Contemporary Records had some of the best-sounding records west of the Mississippi, thanks in large part to their engineer Roy DuNann. This record is a mash-up of sorts, however. The first two sessions (the saxophone trio) was recorded by John Palladino, Contemporary Record’s engineer before DuNann showed up. The later session with Hampton Hawes was recorded by DuNann. The audible difference is slight, but it’s there.
DuNann has been called the West Coast Rudy Van Gelder, which I don’t think is fair to DuNann. Van Gelder was great and innovative in his own way, and DuNann was great and innovative in his own way. I will say that, in many ways, Contemporary Records was the West Coast’s answer to Blue Note Records Back East. Both were independent record companies specializing in jazz, both had star recording engineers, and both were responsible for recording and distributing a unique type of jazz.

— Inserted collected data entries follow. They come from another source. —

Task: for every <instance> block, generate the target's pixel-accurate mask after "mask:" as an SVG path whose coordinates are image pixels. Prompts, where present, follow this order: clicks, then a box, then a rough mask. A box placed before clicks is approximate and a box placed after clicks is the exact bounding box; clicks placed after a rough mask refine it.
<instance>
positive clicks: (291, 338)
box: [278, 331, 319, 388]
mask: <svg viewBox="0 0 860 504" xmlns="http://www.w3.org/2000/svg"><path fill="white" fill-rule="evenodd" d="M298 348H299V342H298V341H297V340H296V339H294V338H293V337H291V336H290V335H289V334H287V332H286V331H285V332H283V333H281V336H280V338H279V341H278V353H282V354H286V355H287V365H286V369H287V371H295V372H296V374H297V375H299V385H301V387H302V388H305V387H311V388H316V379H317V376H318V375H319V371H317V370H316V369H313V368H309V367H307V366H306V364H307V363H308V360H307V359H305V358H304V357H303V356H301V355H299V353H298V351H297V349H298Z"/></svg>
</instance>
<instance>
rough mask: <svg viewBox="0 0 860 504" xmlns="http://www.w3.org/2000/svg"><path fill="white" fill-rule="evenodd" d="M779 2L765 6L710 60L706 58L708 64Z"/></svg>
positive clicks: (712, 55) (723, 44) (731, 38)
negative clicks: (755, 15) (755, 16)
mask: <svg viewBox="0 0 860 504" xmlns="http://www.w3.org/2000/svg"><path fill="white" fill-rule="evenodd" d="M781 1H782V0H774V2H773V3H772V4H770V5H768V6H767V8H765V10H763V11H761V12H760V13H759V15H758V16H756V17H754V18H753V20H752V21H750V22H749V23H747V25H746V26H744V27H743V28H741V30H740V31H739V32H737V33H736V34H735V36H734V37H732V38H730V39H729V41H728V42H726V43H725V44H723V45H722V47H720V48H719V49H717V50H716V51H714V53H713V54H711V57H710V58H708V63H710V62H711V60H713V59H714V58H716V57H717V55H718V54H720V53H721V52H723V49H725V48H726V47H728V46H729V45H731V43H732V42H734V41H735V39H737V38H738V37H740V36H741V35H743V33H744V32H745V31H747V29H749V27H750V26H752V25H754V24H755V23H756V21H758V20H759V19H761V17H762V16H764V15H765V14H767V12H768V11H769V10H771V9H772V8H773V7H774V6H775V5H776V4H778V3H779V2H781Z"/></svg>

Oh and as for the stamper code, the first side has the ‘LKL’ and it’s D7. Side two is D5, and both have the ‘H’ in the runnout.
The Place of Acquisition
Running through the ‘new arrivals’ in the jazz section of my local record store, I came across this album and another album by Lennie Niehaus. Like I said before, I had no idea who he was, but the fact that he was on Contemporary Records’ roster intrigued me. I looked it up on my phone and found out he was one of those jazz musicians who made a few highly reviewed albums and then split. I quickly grabbed the records and ended up spinning them almost nonstop for the next few weeks. I really could do a commercial for my local record store.